YANGON — The United Kingdom has announced further sanctions against six of Myanmar’s military coup leaders, including Senior General Min Aung Haling, for “serious human rights violations” since the Feb. 1 coup.
The five other military figures are members of the State Administration Council (SAC), secretary Lt Gen Aung Lin Dwe, joint secretary Lt Gen Ye Win Oo and members Gen Tin Aung San
Gen Maung Maung Kyaw and Lt Gen Moe Myint Tun.
By Thursday, at least six anti-regime protesters had been killed by the security forces since the coup. According to the Assistance Association for Political Prisoners, 728 people have been detained or face arrest warrants with 666 still being held or in hiding.
Britain said the measures would stop the generals traveling to the UK and will prevent UK-based business dealings. London said it will temporarily suspend the promotion of trade with Myanmar.

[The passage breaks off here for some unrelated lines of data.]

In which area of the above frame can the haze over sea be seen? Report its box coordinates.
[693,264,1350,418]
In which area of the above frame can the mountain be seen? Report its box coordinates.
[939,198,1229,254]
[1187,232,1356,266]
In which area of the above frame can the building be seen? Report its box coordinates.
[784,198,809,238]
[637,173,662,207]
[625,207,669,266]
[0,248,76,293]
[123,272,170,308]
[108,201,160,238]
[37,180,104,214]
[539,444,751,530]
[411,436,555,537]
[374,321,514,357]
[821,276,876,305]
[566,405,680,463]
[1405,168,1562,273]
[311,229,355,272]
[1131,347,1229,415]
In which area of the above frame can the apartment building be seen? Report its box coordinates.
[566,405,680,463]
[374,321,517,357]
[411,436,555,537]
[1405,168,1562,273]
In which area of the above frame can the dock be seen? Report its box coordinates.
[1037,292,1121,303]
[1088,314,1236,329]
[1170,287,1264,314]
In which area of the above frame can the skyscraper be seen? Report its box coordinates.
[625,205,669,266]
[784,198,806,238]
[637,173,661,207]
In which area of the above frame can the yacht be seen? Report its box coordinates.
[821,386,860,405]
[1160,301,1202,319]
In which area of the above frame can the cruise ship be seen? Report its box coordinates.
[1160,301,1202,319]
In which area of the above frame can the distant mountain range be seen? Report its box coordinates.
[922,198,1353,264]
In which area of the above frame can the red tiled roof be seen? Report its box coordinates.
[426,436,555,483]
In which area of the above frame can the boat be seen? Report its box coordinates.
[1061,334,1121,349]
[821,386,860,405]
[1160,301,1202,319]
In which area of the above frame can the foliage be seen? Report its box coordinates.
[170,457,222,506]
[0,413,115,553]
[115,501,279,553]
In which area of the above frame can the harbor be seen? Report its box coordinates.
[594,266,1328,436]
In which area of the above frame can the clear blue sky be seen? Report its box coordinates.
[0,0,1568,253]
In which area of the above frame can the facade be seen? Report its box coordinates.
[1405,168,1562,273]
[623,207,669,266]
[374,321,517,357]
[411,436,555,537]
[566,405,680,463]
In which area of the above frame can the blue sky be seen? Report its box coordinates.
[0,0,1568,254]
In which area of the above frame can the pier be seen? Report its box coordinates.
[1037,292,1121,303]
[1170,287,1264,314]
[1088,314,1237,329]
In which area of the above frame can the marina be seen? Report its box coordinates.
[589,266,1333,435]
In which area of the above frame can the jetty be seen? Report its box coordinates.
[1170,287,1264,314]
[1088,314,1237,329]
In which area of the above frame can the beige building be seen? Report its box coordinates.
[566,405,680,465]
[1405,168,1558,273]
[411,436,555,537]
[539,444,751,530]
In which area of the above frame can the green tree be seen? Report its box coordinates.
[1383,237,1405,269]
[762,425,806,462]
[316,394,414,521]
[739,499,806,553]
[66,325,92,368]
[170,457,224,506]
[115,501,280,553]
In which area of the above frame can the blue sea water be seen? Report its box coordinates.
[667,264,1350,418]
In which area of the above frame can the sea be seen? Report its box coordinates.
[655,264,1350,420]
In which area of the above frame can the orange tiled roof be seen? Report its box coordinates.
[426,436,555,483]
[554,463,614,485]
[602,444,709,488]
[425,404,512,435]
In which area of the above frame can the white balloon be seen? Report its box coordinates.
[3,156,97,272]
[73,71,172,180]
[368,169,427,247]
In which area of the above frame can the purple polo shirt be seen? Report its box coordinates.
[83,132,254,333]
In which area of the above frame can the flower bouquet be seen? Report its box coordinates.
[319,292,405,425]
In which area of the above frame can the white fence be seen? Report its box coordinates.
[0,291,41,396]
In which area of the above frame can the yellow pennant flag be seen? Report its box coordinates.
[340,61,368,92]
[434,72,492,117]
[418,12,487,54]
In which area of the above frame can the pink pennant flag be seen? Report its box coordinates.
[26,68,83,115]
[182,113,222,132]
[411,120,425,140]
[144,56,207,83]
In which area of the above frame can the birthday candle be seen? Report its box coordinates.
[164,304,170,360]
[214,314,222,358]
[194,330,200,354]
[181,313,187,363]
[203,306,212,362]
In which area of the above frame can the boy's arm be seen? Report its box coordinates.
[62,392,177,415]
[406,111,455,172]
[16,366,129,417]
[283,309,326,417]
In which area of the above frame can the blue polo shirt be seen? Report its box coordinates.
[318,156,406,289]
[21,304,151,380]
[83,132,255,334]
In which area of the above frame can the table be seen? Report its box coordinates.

The former colonial power said its Department for International Trade will work to ensure UK companies in Myanmar are not trading with military-owned businesses while protecting the important role that trade plays in poverty reduction and economic development.
UK Foreign Secretary Dominic Raab said the additional measures send a clear message to the military regime that those responsible for human rights violations will be held accountable.
Raab said the authorities must hand back control to the National League for Democracy, which won the November general election.
Britain has promised to work closely internationally to support democracy and freedom of expression in Myanmar.
Last week, the UK imposed sanctions on defense minister Gen Mya Tun O, home affairs minister Lt Gen Soe Htut and his deputy, Lt Gen Than Hlaing, for their role in serious rights violations following the coup.
Rights groups, including Human Rights Watch and Justice For Myanmar (JFM), have called on countries to impose sanctions on SAC members, their families and associated businesses.
JFM recently published a list of military-linked businesses to support international efforts to respond to human rights violations, which included companies owned by the son and daughter of coup leader Min Aung Hlaing.
On Thursday, 137 civil society organizations called on the United Nations Security Council and UN member states to impose an arms embargo on Myanmar in response to the coup and to deter the junta from committing further abuses.